Purpose: In this study, we investigated the ability of UroVysion^TM to assess response to intravesical therapy in patients with high risk superficial bladder tumors. Materials and Methods: We performed a retrospective review of patients undergoing intravesical therapy for high risk superficial bladder tumors. Urine specimens were collected for UroVysion^TM analysis before and immediately after a course of intravesical therapy. Cytology and cystoscopy were performed six weeks after treatment, using either a positive cytology or visible abnormality on cystoscopy as a prompt for biopsy. The operating characteristics of the UroVysion^TM test were then determined. Results: 41 patients were identified in whom 47 cycles of induction and 41 cycles of maintenance intravesical therapy were given during the study period. This yielded a total of 88 treatment and evaluation cycles. Median follow-up was 9 months per induction (range 1-21 months) and 13 months per patient (range 1-25 months).
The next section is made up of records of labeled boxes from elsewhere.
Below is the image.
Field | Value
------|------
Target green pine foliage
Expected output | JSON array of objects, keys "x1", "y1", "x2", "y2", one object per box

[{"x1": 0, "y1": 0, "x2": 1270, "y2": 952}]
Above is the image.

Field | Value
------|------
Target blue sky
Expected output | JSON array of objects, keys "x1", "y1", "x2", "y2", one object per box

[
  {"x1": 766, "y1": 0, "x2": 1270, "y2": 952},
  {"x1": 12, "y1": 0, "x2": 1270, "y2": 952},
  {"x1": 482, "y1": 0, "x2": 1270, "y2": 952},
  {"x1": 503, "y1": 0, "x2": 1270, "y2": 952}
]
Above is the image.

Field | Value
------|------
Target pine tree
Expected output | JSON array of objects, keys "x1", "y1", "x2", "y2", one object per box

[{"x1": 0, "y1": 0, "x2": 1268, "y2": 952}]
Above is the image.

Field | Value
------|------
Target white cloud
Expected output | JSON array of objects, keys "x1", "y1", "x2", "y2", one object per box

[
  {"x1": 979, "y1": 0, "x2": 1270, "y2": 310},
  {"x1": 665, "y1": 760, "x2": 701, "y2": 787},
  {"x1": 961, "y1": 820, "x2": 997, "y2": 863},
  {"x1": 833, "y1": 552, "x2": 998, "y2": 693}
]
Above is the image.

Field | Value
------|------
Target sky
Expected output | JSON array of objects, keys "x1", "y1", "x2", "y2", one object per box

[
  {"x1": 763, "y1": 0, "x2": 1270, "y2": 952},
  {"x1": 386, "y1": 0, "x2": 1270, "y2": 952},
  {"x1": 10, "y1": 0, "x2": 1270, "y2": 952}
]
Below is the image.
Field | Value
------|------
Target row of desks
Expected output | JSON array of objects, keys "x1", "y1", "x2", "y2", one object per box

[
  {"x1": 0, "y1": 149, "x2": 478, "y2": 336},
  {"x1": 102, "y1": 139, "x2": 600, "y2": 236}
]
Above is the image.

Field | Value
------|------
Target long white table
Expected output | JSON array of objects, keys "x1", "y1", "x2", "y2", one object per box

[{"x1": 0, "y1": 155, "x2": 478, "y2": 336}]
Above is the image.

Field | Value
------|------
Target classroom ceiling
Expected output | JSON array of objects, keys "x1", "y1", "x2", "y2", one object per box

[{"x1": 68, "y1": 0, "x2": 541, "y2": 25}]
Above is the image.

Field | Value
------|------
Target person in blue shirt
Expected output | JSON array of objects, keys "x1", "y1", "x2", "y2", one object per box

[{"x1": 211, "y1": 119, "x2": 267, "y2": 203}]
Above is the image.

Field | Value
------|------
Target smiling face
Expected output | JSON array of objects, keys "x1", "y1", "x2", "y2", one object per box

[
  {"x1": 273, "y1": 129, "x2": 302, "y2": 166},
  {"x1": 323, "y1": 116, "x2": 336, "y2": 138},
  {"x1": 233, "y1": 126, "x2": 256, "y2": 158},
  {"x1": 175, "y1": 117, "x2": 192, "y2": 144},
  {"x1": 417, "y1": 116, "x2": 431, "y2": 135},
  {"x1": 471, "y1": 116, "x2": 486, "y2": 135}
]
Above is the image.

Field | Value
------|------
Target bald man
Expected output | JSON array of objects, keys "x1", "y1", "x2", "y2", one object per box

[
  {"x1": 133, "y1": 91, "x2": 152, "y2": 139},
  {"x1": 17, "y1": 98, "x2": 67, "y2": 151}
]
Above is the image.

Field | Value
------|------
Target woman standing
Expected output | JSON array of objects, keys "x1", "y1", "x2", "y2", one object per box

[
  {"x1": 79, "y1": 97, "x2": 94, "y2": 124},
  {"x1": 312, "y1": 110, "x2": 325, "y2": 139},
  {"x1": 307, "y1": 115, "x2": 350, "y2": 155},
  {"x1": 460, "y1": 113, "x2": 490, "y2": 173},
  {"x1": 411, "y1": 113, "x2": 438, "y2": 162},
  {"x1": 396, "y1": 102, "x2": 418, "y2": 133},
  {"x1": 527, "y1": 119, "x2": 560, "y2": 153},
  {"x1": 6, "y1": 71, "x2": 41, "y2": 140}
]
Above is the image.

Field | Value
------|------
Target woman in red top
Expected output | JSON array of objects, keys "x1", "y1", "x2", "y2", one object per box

A total of 133 urine samples were collected for UroVysion^TM of which 40 were positive. Based upon standard clinical evaluation, 41 biopsies were performed which detected 20 recurrences. UroVysion^TM testing performed immediately upon completion of therapy for the 41 patients undergoing biopsy yielded a sensitivity, specificity, and accuracy of 85%, 61%, and 71%. Conclusions: The use of UroVysion^TM following intravesical therapy for high-risk superficial bladder tumors helps to identify patients at high risk of refractory or recurrent disease who should undergo immediate biopsy under anesthesia.